In a brief filed in federal court in Washington on Wednesday, the House Oversight Committee said Trump had lost the protections established by the Supreme Court that allowed his accounting firm to avoid turning over eight years of his financial information.
“Presidents are not kings,” the Democrats said, “and they do not serve for life.”
It’s the latest chapter in a winding legal dispute that began two years ago when the Democrats issued a subpoena for the information to the accounting firm, Mazars USA. Trump challenged the subpoena, and the case reached the Supreme Court last summer. The justices said in a 7-2 decision that congressional subpoenas seeking the president’s personal information must be “no broader than reasonably necessary” and ordered lower courts to determine whether the House’s request met that heightened standard.
Trump’s lawyers have argued that the Supreme Court standards, designed to maintain the separation of powers, should continue to apply even now that Trump is a private citizen.
“The Mazars subpoena remains a demand for the president’s information, based on president-specific justifications, subject to president-specific defenses,” they said in a filing in April. “The committee’s justifications concerning the Trump presidency cratered once he stopped being president, but the separation-of-powers concerns with these sorts of subpoenas did not.”

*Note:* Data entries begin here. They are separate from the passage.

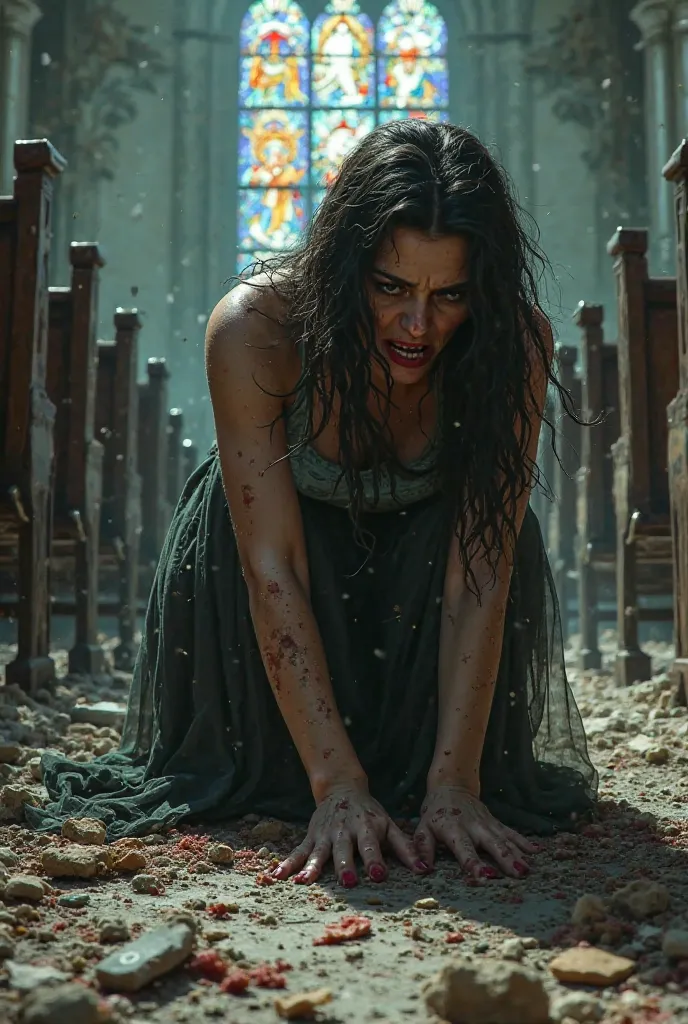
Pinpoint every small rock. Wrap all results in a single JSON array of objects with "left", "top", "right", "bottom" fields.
[
  {"left": 611, "top": 879, "right": 670, "bottom": 921},
  {"left": 661, "top": 928, "right": 688, "bottom": 959},
  {"left": 500, "top": 939, "right": 525, "bottom": 961},
  {"left": 207, "top": 843, "right": 234, "bottom": 864},
  {"left": 22, "top": 982, "right": 105, "bottom": 1024},
  {"left": 70, "top": 700, "right": 127, "bottom": 729},
  {"left": 57, "top": 893, "right": 91, "bottom": 907},
  {"left": 414, "top": 896, "right": 439, "bottom": 910},
  {"left": 113, "top": 850, "right": 148, "bottom": 871},
  {"left": 131, "top": 874, "right": 160, "bottom": 896},
  {"left": 0, "top": 846, "right": 19, "bottom": 867},
  {"left": 274, "top": 988, "right": 332, "bottom": 1021},
  {"left": 422, "top": 958, "right": 550, "bottom": 1024},
  {"left": 41, "top": 844, "right": 109, "bottom": 879},
  {"left": 98, "top": 918, "right": 131, "bottom": 942},
  {"left": 571, "top": 893, "right": 608, "bottom": 926},
  {"left": 0, "top": 743, "right": 22, "bottom": 765},
  {"left": 251, "top": 819, "right": 289, "bottom": 843},
  {"left": 550, "top": 946, "right": 636, "bottom": 987},
  {"left": 5, "top": 961, "right": 70, "bottom": 992},
  {"left": 62, "top": 818, "right": 106, "bottom": 846},
  {"left": 5, "top": 874, "right": 45, "bottom": 903},
  {"left": 95, "top": 925, "right": 194, "bottom": 992},
  {"left": 551, "top": 992, "right": 604, "bottom": 1024}
]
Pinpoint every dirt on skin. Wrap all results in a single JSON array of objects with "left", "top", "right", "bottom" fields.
[{"left": 0, "top": 635, "right": 688, "bottom": 1024}]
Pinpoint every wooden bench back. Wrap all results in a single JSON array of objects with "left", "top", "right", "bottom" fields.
[
  {"left": 0, "top": 139, "right": 66, "bottom": 489},
  {"left": 608, "top": 228, "right": 679, "bottom": 517},
  {"left": 95, "top": 309, "right": 141, "bottom": 539},
  {"left": 575, "top": 302, "right": 619, "bottom": 548},
  {"left": 138, "top": 358, "right": 170, "bottom": 560},
  {"left": 47, "top": 242, "right": 104, "bottom": 509}
]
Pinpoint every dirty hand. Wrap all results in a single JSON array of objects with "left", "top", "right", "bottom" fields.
[
  {"left": 271, "top": 782, "right": 427, "bottom": 888},
  {"left": 414, "top": 785, "right": 538, "bottom": 879}
]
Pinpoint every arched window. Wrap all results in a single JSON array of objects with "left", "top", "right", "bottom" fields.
[{"left": 238, "top": 0, "right": 448, "bottom": 271}]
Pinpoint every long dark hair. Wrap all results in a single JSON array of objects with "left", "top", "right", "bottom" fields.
[{"left": 240, "top": 119, "right": 572, "bottom": 596}]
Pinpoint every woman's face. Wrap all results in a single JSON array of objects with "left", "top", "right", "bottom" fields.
[{"left": 368, "top": 227, "right": 469, "bottom": 385}]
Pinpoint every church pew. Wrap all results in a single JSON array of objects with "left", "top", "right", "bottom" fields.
[
  {"left": 664, "top": 139, "right": 688, "bottom": 706},
  {"left": 0, "top": 139, "right": 66, "bottom": 692},
  {"left": 575, "top": 302, "right": 619, "bottom": 670},
  {"left": 167, "top": 409, "right": 186, "bottom": 511},
  {"left": 546, "top": 345, "right": 581, "bottom": 638},
  {"left": 47, "top": 242, "right": 105, "bottom": 674},
  {"left": 137, "top": 358, "right": 170, "bottom": 581},
  {"left": 96, "top": 308, "right": 141, "bottom": 670},
  {"left": 607, "top": 228, "right": 679, "bottom": 685}
]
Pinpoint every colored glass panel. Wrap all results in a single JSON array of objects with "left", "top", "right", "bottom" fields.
[
  {"left": 239, "top": 110, "right": 308, "bottom": 188},
  {"left": 378, "top": 0, "right": 446, "bottom": 56},
  {"left": 379, "top": 111, "right": 449, "bottom": 124},
  {"left": 310, "top": 110, "right": 375, "bottom": 185},
  {"left": 239, "top": 188, "right": 306, "bottom": 250},
  {"left": 311, "top": 0, "right": 375, "bottom": 106},
  {"left": 239, "top": 54, "right": 308, "bottom": 106},
  {"left": 378, "top": 54, "right": 448, "bottom": 110},
  {"left": 240, "top": 0, "right": 309, "bottom": 56}
]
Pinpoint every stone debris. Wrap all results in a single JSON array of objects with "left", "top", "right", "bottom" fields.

The Mazars dispute is one of several complex legal battles centered on the tax information, which Trump kept secret throughout his presidency. The new administration of President Joe Biden is still weighing whether to comply with a different House subpoena demanding that the Treasury Department turn over six years of Trump’s personal and business tax returns.
And Manhattan District Attorney Cyrus Vance Jr. has obtained Trump’s tax records from Mazars as part of a criminal investigation into the former president’s business dealings. It’s unclear, however, whether Vance will make those documents public.